Des critères redéfinis pour distinguer meublé et non meublé

Pour déterminer si un logement relève du régime des locations meublées ou non, l’administration a précisé les critères à respecter. Selon Le Monde, un logement est considéré comme meublé s’il est « équipé d’un mobilier en nombre et en qualité suffisants pour permettre au locataire d’y vivre avec ses seuls effets personnels ». Cette définition inclut désormais une liste officielle d’éléments obligatoires, comme un lit, une table, des chaises, un réfrigérateur ou encore des plaques de cuisson.

Cette clarification répond à une jurisprudence parfois fluctuante. En pratique, les propriétaires devront veiller à ce que leur logement respecte ces nouvelles exigences pour bénéficier du régime fiscal avantageux associé aux locations meublées. À l’inverse, un logement non conforme à ces critères sera automatiquement soumis au régime des locations nues, avec des conséquences sur le calcul des revenus imposables.

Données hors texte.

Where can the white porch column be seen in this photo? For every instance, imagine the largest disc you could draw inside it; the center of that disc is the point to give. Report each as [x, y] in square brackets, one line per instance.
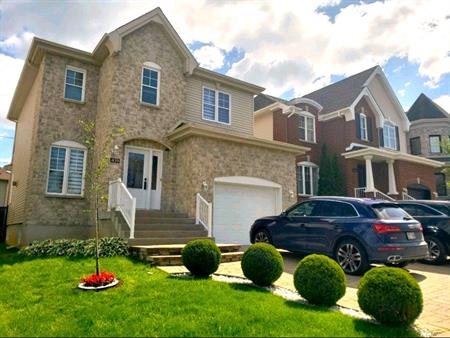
[370, 187]
[391, 175]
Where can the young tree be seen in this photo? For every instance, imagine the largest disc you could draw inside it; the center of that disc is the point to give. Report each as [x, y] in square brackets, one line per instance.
[96, 180]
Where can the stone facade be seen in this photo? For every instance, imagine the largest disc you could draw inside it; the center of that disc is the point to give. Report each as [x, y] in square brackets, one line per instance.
[112, 100]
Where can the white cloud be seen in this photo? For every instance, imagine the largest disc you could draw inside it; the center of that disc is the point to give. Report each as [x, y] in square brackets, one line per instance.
[286, 47]
[210, 57]
[10, 69]
[16, 44]
[431, 84]
[444, 102]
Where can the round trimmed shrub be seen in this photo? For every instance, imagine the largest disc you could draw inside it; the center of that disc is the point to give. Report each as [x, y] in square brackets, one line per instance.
[201, 257]
[262, 264]
[320, 280]
[391, 295]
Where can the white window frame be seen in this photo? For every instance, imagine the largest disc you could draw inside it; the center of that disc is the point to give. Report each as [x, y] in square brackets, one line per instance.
[83, 88]
[156, 68]
[386, 144]
[68, 145]
[308, 166]
[216, 105]
[431, 145]
[363, 127]
[306, 116]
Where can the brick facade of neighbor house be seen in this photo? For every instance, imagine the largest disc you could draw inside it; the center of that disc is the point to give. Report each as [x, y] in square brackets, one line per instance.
[113, 99]
[337, 110]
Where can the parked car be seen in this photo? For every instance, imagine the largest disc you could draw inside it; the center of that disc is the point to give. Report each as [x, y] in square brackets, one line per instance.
[355, 232]
[434, 217]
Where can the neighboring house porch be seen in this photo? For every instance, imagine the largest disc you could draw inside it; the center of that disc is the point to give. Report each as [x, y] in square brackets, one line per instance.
[388, 175]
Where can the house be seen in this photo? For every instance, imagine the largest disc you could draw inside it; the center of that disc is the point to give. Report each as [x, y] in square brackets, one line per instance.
[188, 149]
[430, 127]
[361, 120]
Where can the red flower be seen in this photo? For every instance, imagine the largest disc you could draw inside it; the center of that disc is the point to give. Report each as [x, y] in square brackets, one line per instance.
[101, 279]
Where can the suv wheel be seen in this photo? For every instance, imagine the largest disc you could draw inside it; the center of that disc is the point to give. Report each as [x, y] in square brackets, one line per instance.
[262, 236]
[437, 251]
[352, 257]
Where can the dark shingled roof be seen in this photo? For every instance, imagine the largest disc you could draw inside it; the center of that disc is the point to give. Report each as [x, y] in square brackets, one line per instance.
[264, 100]
[340, 94]
[425, 108]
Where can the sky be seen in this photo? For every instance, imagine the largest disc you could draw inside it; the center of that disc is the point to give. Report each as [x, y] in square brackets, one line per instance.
[290, 47]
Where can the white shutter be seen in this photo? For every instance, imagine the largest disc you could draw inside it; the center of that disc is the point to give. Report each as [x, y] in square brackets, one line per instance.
[75, 177]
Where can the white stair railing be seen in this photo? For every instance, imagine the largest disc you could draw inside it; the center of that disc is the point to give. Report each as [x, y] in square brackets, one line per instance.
[120, 199]
[203, 213]
[377, 194]
[382, 196]
[406, 196]
[360, 192]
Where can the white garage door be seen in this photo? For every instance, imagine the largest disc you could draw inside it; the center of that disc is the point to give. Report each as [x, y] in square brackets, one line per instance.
[236, 206]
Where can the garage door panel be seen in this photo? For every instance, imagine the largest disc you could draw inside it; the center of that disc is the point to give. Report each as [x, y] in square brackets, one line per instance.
[237, 206]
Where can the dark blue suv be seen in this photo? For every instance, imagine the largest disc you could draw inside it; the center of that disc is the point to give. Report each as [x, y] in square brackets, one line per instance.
[355, 232]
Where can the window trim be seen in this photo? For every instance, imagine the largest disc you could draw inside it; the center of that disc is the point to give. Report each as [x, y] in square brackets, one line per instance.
[305, 115]
[440, 147]
[68, 145]
[83, 88]
[411, 143]
[156, 68]
[363, 127]
[310, 166]
[216, 105]
[390, 125]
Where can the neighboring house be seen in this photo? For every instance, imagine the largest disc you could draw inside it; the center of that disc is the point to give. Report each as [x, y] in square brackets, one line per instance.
[430, 129]
[188, 130]
[360, 119]
[5, 179]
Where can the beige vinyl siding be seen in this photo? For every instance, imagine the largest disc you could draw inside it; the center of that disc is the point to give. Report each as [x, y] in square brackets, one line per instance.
[241, 113]
[264, 126]
[23, 144]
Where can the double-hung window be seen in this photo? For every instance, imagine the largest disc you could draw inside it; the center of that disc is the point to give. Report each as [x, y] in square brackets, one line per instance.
[216, 106]
[306, 128]
[307, 178]
[435, 144]
[363, 127]
[150, 84]
[66, 169]
[75, 84]
[389, 136]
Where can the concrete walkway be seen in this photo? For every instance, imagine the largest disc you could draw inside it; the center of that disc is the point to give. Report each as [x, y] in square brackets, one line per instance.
[433, 280]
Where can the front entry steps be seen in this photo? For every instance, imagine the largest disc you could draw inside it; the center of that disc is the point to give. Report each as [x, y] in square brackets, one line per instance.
[164, 255]
[154, 227]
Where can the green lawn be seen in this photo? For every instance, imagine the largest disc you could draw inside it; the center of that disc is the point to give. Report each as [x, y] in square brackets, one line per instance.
[39, 297]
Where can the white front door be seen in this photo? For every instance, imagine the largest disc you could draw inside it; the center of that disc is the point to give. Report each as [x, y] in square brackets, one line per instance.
[142, 176]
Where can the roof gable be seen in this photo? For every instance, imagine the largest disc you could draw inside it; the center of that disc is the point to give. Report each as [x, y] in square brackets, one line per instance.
[425, 108]
[113, 41]
[341, 94]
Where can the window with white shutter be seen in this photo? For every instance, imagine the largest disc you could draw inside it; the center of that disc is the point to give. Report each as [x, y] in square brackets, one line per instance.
[66, 169]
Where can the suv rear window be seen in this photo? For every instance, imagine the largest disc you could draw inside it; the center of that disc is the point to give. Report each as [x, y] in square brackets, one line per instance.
[390, 211]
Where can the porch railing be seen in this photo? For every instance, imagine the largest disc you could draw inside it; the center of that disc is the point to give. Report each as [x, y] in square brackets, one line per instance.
[361, 193]
[203, 213]
[120, 199]
[406, 196]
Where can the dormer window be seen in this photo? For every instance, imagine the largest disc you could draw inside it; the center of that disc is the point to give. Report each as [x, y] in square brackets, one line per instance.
[150, 83]
[216, 106]
[75, 84]
[390, 136]
[363, 127]
[307, 128]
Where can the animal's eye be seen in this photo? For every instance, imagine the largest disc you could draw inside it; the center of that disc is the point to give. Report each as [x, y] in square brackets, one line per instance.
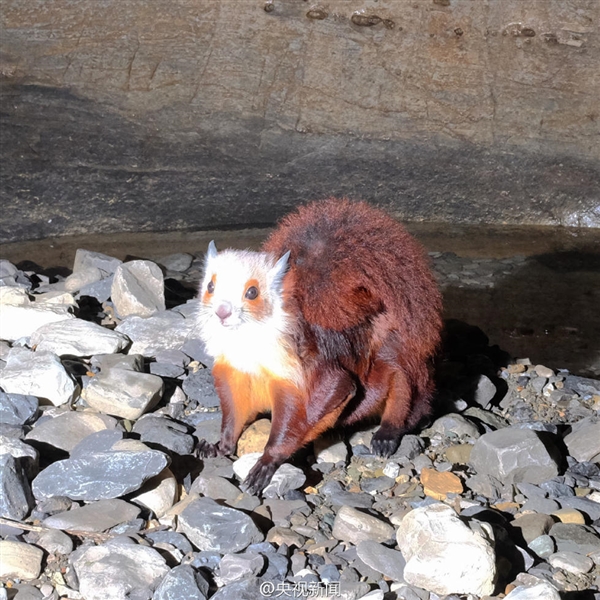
[252, 293]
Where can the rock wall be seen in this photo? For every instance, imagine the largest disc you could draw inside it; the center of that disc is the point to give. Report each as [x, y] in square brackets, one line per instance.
[125, 115]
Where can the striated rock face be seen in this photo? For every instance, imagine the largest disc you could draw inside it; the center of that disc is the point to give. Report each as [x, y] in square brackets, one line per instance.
[443, 555]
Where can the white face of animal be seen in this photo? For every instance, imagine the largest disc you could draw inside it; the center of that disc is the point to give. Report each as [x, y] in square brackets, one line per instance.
[241, 312]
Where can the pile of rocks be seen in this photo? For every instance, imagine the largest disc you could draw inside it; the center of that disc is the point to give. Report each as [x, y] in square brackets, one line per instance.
[106, 391]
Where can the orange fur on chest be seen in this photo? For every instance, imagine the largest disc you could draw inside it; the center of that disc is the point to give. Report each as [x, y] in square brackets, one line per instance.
[252, 393]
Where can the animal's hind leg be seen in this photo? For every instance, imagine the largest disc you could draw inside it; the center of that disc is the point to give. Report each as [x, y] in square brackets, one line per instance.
[298, 419]
[407, 403]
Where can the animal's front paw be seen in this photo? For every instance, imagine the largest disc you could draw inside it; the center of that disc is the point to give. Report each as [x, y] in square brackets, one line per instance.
[259, 476]
[205, 449]
[385, 442]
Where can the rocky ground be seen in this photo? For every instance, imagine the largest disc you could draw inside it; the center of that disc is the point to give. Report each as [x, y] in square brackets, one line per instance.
[106, 391]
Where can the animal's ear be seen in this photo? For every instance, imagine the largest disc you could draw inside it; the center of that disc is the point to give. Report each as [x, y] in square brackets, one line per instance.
[212, 250]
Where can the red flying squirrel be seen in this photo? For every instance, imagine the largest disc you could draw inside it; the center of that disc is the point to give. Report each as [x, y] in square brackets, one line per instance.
[334, 322]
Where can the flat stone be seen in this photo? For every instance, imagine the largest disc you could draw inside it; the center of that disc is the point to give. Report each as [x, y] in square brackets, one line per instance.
[217, 488]
[569, 515]
[99, 441]
[543, 546]
[455, 425]
[514, 455]
[571, 562]
[20, 560]
[325, 451]
[459, 454]
[234, 567]
[439, 485]
[182, 583]
[533, 525]
[584, 443]
[166, 433]
[539, 591]
[17, 409]
[443, 555]
[113, 571]
[39, 374]
[165, 330]
[123, 393]
[54, 541]
[382, 559]
[94, 517]
[16, 499]
[254, 438]
[354, 526]
[74, 282]
[200, 386]
[286, 478]
[138, 289]
[210, 526]
[575, 538]
[65, 431]
[99, 476]
[76, 337]
[22, 320]
[158, 494]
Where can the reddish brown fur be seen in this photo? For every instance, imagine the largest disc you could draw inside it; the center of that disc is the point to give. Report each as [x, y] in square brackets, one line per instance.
[367, 316]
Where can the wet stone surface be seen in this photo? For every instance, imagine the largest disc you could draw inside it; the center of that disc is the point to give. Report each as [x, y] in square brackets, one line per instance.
[97, 437]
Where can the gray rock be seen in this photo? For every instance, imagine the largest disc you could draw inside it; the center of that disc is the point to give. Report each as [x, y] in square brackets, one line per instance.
[543, 546]
[540, 591]
[584, 443]
[571, 562]
[20, 560]
[16, 499]
[130, 362]
[484, 392]
[99, 476]
[234, 567]
[20, 321]
[123, 393]
[165, 330]
[210, 526]
[54, 541]
[445, 556]
[515, 455]
[286, 478]
[217, 488]
[138, 289]
[532, 525]
[182, 583]
[94, 517]
[114, 571]
[17, 409]
[76, 337]
[166, 433]
[39, 374]
[389, 562]
[247, 589]
[100, 441]
[199, 386]
[454, 425]
[89, 275]
[180, 261]
[575, 538]
[84, 259]
[100, 290]
[66, 430]
[354, 526]
[410, 447]
[584, 505]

Des seuils et abattements modifiés pour les locations meublées

Le régime fiscal des locations meublées évolue également sur le plan des seuils et des abattements. D’après Le Monde, le seuil de chiffre d’affaires à partir duquel les revenus locatifs meublés sont imposés au titre des BIC (Bénéfices Industriels et Commerciaux) passe de 77 700 euros à 77 000 euros en 2026. Parallèlement, l’abattement forfaitaire pour frais passe de 50 % à 30 %, ce qui signifie que seuls 70 % des revenus seront imposables.

Cette baisse de l’abattement pourrait avoir un impact sur la rentabilité des locations meublées, notamment pour les petits propriétaires. Pour autant, le régime reste globalement plus avantageux que celui des locations nues, où l’abattement n’est que de 30 % pour les revenus fonciers. Les bailleurs concernés devront donc recalculer leurs déclarations en tenant compte de ces nouvelles règles, sous peine de voir leur imposition augmenter.

Des obligations déclaratives renforcées pour les propriétaires

Outre les critères de définition et les seuils fiscaux, la réforme impose aux propriétaires de nouvelles obligations déclaratives. Selon Le Monde, ils devront désormais préciser, dans leur déclaration de revenus, si leur logement est meublé ou non, en cochant une case dédiée. « Il est essentiel pour les contribuables de bien distinguer les deux régimes, sous peine de voir leur déclaration rejetée ou leur imposition recalculée », a expliqué un expert-comptable cité par le quotidien.

Par ailleurs, les propriétaires de locations meublées devront conserver pendant trois ans les justificatifs prouvant que le logement respecte les critères de meublage. Ces documents pourront être demandés par l’administration en cas de contrôle. Cette mesure vise à limiter les fraudes et à garantir une plus grande transparence dans la déclaration des revenus locatifs.

Et maintenant ?

Les nouvelles règles s’appliquent dès cette année, mais leur plein impact ne sera visible qu’à partir de la déclaration des revenus 2026, prévue en 2027. Les propriétaires concernés devraient donc se rapprocher d’un conseiller fiscal ou d’un expert-comptable pour adapter leur stratégie locative. Une circulaire de l’administration fiscale est attendue dans les prochaines semaines pour préciser certains aspects techniques de la réforme.

Pour les locataires, peu de changements sont à prévoir, si ce n’est une possible augmentation des loyers dans les zones où le marché locatif meublé est très demandé. Les associations de consommateurs pourraient suivre de près l’évolution des prix dans les mois à venir.

En cas de fausse déclaration, l’administration fiscale peut procéder à un redressement, avec application de pénalités et d’intérêts de retard. Le montant des pénalités peut atteindre jusqu’à 40 % du montant de l’impôt éludé, selon la gravité de l’erreur.